My right honourable friend the Secretary of State for Health (Alan Johnson) has made the following Written Ministerial Statement.
The department is publishing today a new national strategy to modernise service provision and deliver the newest treatments for stroke. Between 9 July and 12 October 2007, a consultation on a draft document was held, and over 1,000 responses were made, of which more than 800 were from individuals who had experienced stroke and their carers. These responses have helped to shape the development of the new strategy.
The strategy is constructed around 20 “quality markers” of a good stroke service covering four key areas: raising awareness and prevention; the importance of rapid assessment and treatment; provision of rehabilitation and care after stroke; and developing the workforce to meet these markers.
A push on raising awareness of stroke symptoms among the public and the medical profession to ensure they know to react quickly—alongside wider work to encourage and support healthy lifestyles and manage risk indicators such as high blood pressure and cholesterol.
Acting on the warnings
Transient ischaemic attacks (TIA)—also known as “minor strokes”—are a clear warning sign that a further stroke may occur, and the time window for action is very short. In about half of cases this is a matter of days. Stroke as a medical emergency: getting people to the right hospital quickly—where there are specialists who can deliver acute treatments including thrombolysis—will save lives. This means immediate transfer of suspected stroke patients to specialist centre—offering clinical assessment, scans and thrombolysis. Stroke unit quality: stroke unit care is the single biggest factor that can improve a person’s outcomes following a stroke.
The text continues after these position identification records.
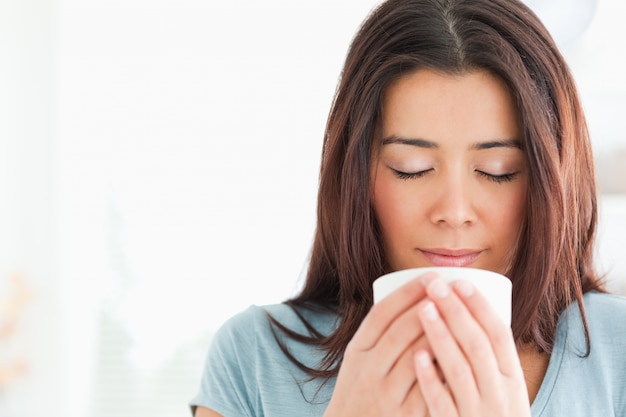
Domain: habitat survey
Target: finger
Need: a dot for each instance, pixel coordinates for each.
(401, 380)
(436, 396)
(457, 371)
(384, 313)
(498, 332)
(468, 334)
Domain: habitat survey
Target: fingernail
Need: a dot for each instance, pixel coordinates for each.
(438, 289)
(430, 311)
(465, 288)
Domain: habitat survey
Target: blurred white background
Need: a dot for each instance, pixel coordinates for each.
(158, 173)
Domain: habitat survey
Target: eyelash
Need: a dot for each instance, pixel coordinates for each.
(410, 175)
(498, 179)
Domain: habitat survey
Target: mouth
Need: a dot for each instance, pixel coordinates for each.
(451, 257)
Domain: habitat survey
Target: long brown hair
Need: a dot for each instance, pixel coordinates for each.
(553, 266)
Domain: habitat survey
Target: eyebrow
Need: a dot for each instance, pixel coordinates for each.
(478, 146)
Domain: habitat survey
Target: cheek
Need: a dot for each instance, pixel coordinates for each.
(395, 210)
(511, 215)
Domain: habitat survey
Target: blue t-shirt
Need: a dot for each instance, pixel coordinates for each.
(247, 374)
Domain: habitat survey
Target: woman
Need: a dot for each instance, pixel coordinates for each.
(456, 138)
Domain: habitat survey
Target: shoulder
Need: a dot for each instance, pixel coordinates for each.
(605, 315)
(605, 312)
(253, 328)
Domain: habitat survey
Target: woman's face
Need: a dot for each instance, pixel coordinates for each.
(449, 176)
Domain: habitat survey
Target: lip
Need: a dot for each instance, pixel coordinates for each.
(451, 257)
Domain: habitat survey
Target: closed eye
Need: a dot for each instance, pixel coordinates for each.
(410, 175)
(498, 179)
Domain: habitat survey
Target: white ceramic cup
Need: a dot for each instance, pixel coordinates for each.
(496, 288)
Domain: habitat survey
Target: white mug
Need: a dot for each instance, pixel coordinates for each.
(496, 288)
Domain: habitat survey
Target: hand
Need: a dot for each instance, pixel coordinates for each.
(476, 353)
(377, 376)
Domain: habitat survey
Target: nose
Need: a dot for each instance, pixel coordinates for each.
(454, 204)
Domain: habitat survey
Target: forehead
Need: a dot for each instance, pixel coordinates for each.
(436, 106)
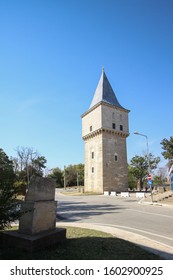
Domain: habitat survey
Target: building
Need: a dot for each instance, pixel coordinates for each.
(104, 131)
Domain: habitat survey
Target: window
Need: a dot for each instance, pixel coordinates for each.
(113, 126)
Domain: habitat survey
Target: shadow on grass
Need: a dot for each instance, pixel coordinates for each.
(84, 248)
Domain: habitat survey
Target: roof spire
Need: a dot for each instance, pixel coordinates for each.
(104, 92)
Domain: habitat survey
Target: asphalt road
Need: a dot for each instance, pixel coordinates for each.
(151, 221)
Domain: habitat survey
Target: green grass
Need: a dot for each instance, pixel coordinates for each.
(84, 244)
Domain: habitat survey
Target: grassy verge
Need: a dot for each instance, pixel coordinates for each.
(84, 244)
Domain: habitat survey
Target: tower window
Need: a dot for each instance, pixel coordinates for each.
(113, 126)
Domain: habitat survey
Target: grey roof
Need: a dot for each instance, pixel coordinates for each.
(105, 93)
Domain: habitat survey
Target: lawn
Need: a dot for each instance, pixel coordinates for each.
(84, 244)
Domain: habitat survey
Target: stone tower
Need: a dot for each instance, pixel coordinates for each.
(104, 131)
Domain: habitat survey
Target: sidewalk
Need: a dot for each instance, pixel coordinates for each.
(146, 243)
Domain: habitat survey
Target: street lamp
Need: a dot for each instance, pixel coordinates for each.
(148, 156)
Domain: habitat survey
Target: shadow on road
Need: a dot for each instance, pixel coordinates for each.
(75, 211)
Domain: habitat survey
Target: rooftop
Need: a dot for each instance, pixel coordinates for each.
(104, 93)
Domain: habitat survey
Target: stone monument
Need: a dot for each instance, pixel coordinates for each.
(37, 224)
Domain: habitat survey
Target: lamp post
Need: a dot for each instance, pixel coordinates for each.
(148, 157)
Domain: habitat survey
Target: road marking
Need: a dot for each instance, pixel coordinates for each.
(149, 213)
(138, 230)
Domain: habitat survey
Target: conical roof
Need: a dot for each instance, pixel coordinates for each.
(105, 93)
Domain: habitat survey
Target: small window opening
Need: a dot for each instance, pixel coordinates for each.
(113, 126)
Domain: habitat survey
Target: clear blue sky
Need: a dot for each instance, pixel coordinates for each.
(51, 57)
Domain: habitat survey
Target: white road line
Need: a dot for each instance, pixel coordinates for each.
(149, 213)
(138, 230)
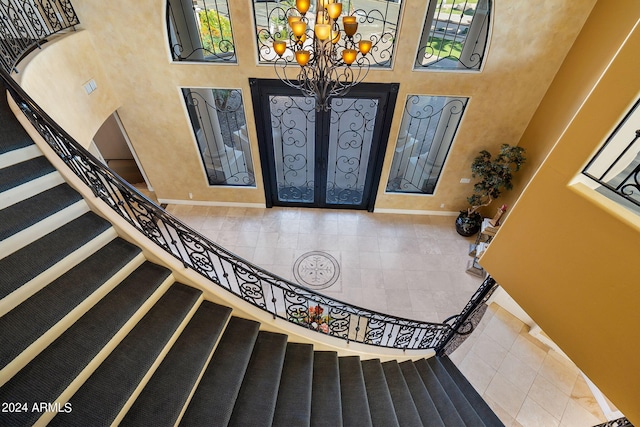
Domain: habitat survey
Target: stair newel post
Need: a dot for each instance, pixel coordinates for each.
(458, 321)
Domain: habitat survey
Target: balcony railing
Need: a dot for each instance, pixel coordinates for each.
(616, 166)
(25, 25)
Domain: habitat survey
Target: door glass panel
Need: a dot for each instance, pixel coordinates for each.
(293, 132)
(350, 136)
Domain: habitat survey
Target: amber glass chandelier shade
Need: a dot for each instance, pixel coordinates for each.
(334, 10)
(293, 19)
(303, 6)
(322, 31)
(302, 57)
(364, 46)
(350, 25)
(298, 28)
(279, 46)
(335, 37)
(349, 55)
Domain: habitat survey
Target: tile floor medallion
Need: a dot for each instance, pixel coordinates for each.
(411, 266)
(316, 270)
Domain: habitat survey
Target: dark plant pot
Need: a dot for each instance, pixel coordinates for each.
(468, 225)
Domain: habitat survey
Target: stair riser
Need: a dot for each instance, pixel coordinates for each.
(57, 270)
(204, 368)
(52, 334)
(30, 189)
(157, 363)
(40, 229)
(106, 350)
(20, 155)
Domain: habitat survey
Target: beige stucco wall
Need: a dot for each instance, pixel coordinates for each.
(529, 41)
(579, 249)
(54, 77)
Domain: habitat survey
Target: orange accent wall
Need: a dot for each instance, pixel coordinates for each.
(580, 252)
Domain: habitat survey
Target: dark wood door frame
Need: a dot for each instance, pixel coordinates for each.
(385, 93)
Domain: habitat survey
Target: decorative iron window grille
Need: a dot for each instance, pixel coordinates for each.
(377, 21)
(200, 31)
(24, 25)
(429, 124)
(616, 166)
(455, 35)
(219, 125)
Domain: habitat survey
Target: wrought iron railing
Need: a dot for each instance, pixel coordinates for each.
(620, 422)
(616, 166)
(281, 298)
(25, 25)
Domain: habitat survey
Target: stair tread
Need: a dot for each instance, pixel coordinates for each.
(212, 403)
(256, 401)
(12, 134)
(26, 213)
(403, 403)
(380, 402)
(23, 172)
(426, 408)
(355, 405)
(113, 382)
(51, 372)
(477, 402)
(25, 264)
(466, 411)
(326, 402)
(293, 406)
(163, 398)
(444, 405)
(28, 321)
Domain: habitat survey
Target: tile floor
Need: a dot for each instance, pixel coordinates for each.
(412, 266)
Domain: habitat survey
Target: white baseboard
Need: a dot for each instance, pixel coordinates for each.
(211, 203)
(416, 212)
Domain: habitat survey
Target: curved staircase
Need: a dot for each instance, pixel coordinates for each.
(93, 334)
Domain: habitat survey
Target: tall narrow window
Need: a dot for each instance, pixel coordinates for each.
(455, 35)
(219, 124)
(200, 30)
(377, 21)
(429, 124)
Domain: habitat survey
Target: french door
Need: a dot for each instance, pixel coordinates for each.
(330, 159)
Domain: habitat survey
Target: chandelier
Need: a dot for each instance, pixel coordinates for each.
(330, 64)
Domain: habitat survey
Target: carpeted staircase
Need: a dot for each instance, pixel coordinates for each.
(93, 334)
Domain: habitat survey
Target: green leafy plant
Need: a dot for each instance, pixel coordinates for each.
(313, 318)
(495, 175)
(215, 31)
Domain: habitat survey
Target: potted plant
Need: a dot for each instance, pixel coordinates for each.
(495, 175)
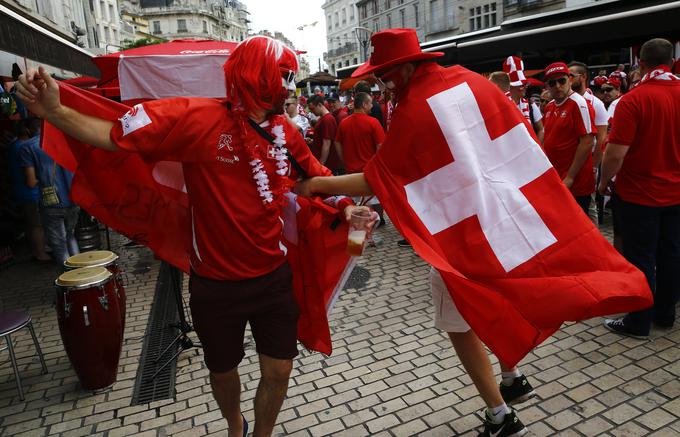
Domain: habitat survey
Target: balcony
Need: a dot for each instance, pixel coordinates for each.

Successful stroke units are those which are able to meet the needs of the individuals. People must get there on day one and spend the majority of their time on a stroke unit.
Improving support long term in the community
This focuses particularly on intensive rehabilitation immediately after stroke, which can limit disability and improve recovery. Health, social care and voluntary services need to work together to provide the long-term support people need, as well as access to advocacy, care navigation, practical and peer support.
People with stroke need to be treated by a skilled and competent workforce. Resources to assist services in planning their workforce requirements are signposted in this strategy. Central funding will be made available for more stroke physician training places and training packages, particularly for specialist nurses and allied health professionals. Service improvement: this new vision for stroke care demands services working together in networks, looking across all aspects of the care pathway.
The strategy has been placed in the Library and copies are available for honourable Members in the Vote Office.